The tension between conversion and compliance
Before-after imagery moves product. Skincare merchants reporting conversion lifts from before-after placement are consistent across category data. The same imagery also implies an intended-use claim that the text on the page may not explicitly make — and FDA's cosmetic-vs-drug line treats intended-use evidence as coming from 'product labels, marketing copy, advertising, and consumer perception', which means an image showing dramatic skin change can be the implicit claim that pushes a cosmetic product into drug classification. The install does not eliminate before-after content; it places, frames, and labels it so the cosmetic context dominates the visual context.
Where before-after images belong on the PDP
Place before-after as secondary or tertiary PDP imagery, never as the primary product image. The primary image surface is what Shopify Catalog weights heaviest in image-quality and content-appropriateness scoring, and a clinical-style before-after as the primary image risks tripping Catalog enforcement. The primary image stays product-forward (the bottle, the box, the texture of the formulation). Before-after lives in position three or four, where it functions as contextual evidence for the engaged buyer who has already evaluated the product itself.
Alt text and image-naming discipline
Image alt text is one of the seven AI-readable Shopify Catalog fields, and skincare alt text carries more compliance weight than alt text in other verticals.

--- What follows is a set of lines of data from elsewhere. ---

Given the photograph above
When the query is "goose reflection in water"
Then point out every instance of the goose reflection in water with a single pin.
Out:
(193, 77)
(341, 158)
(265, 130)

Cosmetic-framed alt text describes what the image shows in cosmetic terms — 'before and after applying [product] for four weeks: improvement in skin texture and tone appearance' — never in disease-state terms. Image file names cannot be modified after upload to Shopify, so the file-naming discipline has to happen before upload.
Consent, model release, and the claim implied by the image
Two consent layers apply. Model release for the individual whose face appears in the imagery — standard talent-release contract covering marketing use, ideally with explicit before-after-skincare-marketing language. And the implicit-claim layer — the image itself functions as a testimonial about product efficacy, which on a regulated cosmetic creates exposure if the model paid for the product, received compensation, or was treated as a clinical-study subject without proper protocol. The install treats both as content-policy questions on the merchant's side, not as SEO questions on the install side.
How AI shopping engines actually read your images
AI shopping engines read product imagery through three signals — the alt text (which is one of Shopify's seven AI-readable Catalog fields), the file name (which the engines parse for tokens), and computer-vision extraction of the image content itself. For skincare before-after, the computer-vision layer can identify the cosmetic-change category (texture, tone, hydration appearance) and use it to enrich the product's discoverability for buyers asking the engine for that specific outcome. Clean alt text plus a descriptive file name plus an unambiguous cosmetic-framed image is the signal stack the engines parse most cleanly.